Theatre Reviews
L-R: Corbin Bleu, Berklea Going, Jeffrey Schecter

"Singin' in the Rain," the 1983 stage adaptation of the beloved 1952 movie musical, will probably never make anyone's list of Best Musicals of All Time. But the Muny's production of the 2012 London revival is, to paraphrase the Bard, entertaining enough and 'twill suffice.

Set in the late 1920s, the story of both the original movie and the stage version by Broadway veterans Betty Comden and Adolph Green concerns matinee idol Don Lockwood (Gene Kelly in the film), pianist/sidekick Cosmo Brown (Donald O'Connor), and aspiring actress and singer Kathy Selden (Debbie Reynolds). When Lockwood's movie studio decides to make the change to talking pictures, the grating voice of Lockwood's co-star Lina Lamont (Jean Hagen) threatens to end both their careers even as her unwelcome interference threatens the budding romance between Lockwood and Selden.

When I last saw this show at the Muny back in 1995, I suggested that the acting opportunities available to the leads in this show were somewhat limited by the fact their characters aren't fictional creations so much as distillations of the public personas of three legendary performers who appeared in the original film. What was called for, I thought, were skilled impersonations rather re-interpretations.

Well, we all make mistakes.

Viewed over two decades later, I'm now obliged to admit that a talented musical theatre actor can capture the essence of the film's original stars without ever coming close to celebrity impersonation. That's certainly what's happening this week in Forest Park.

As Don Lockwood, Corbin Bleu lights up the Muny stage with his own version of Kelly's famous Blitzkrieg charm and blinding smile, along with strong, graceful dance moves and an impeccable voice. Whether he's shuffling, tapping, or soft-shoeing through classics like "Fit as a Fiddle", "Good Morning", or the title song (complete with on-stage rain), or crooning to Berklea Going's Kathy Selden, he's always in character and in the moment. Besides, you've got to admire any hoofer who can look that good on a rain-slicked stage.

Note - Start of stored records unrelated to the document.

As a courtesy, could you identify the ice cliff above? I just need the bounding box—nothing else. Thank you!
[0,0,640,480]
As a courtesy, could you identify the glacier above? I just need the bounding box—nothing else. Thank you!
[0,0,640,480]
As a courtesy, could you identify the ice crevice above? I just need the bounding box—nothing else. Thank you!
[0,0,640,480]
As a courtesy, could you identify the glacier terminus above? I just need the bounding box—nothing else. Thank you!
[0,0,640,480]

Ms. Going is also treasure as the iron-willed and golden-voiced singer who is only willing to keep her light hidden under a basket for so long. Her performance of "You Are My Lucky Star" is a high point of the first act, as is her song and dance number with the ensemble women in "All I Do Is Dream of You." She's also a more than capable dancer, holding her own with her co-stars in the lively "Good Morning."

Jeffrey Schecter is Cosmo Brown. The role calls for a combination of precise comic timing, athletic dancing, and the ability to be endearing without becoming sappy. Mr. Schecter does it all, and splendidly. The audience took to him immediately on opening night, applauding enthusiastically at his big comic dance number "Make 'Em Laugh."

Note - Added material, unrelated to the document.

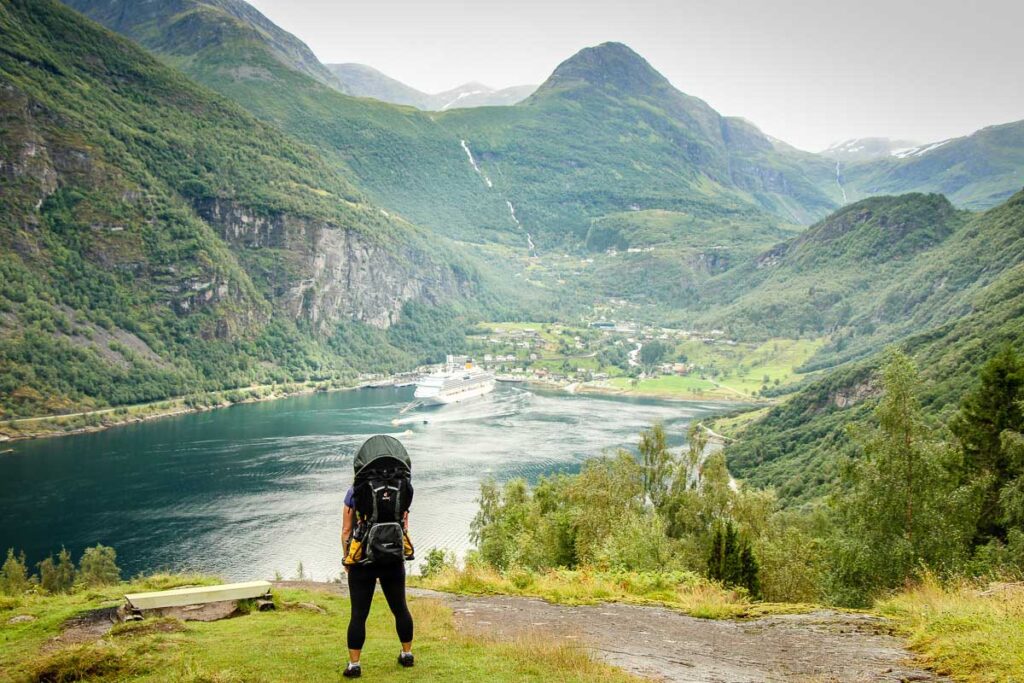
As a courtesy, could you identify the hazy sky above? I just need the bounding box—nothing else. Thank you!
[249,0,1024,151]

Megan Sikora hits all the right notes--along with some deliberately hilarious wrong ones--as Lina Lamont, the woman with a voice that could peel paint. The part offers less room for interpretation than the three leads since it's mostly a matter of reproducing Ms. Hagen's brassy bombshell shtick from the film, but even so Ms. Sikora puts her own comic spin on it. That's most apparent in her second act showstopper "What's Wrong With Me," a song that never appeared in the original film but probably should have.

The supporting cast is strong as well, with fine performances from Jeff McCarthy as studio boss R.F. Simpson, Debby Lennon as both gassy gossip columnist Dora Bailey and Lamont's long-suffering elocution coach, George Merrick as film director Roscoe Dexter, and Halle Morse as Lina's co-conspirator Zelda Zanders. A special tip of the critical hat is also due dancer Lizz Picini for her slinky and sexy turn as The Girl in the Green Dress in the "Broadway Rhythm" number.

Under the direction of Ben Whiteley the Muny orchestra sounded at the top of their game on opening night, the humidity not withstanding. Director Marc Bruni keeps everything moving briskly and looking polished, while Rommy Sandhu's choreography is a neat mix of classical dance moves and vintage styles of the 20s and 30s. Sets by Paul Tate dePoo III, video projections by Greg Emetaz, and lighting by Nathan W. Scheuer all help to create a properly glitzy Hollywood ambience, as do Tristan Raines's period costumes.

So, yeah, "Singin' in the Rain" is great fun, although on opening night the show was not without its issues. There were some ragged spots, a missed entrance, and everything looked just a bit under-rehearsed. That's because, as fate would have it, the final dress on Tuesday night was disrupted by a massive thunderstorm. On-stage rain is essential for "Singin' in the Rain," but only when it's under the control of the stage manager.

I expect those issues to be resolved by the time you read this, though, so I have no hesitation about recommending it to fans of the original movie or anyone who is looking for a light, entertaining musical evening. And unlike the version of the show I saw back in 1995, this more streamlined revival never wears out its welcome. If the weather permits, go and enjoy. Performances continue through Tuesday, July 3rd, and tickets are available at the Muny web site.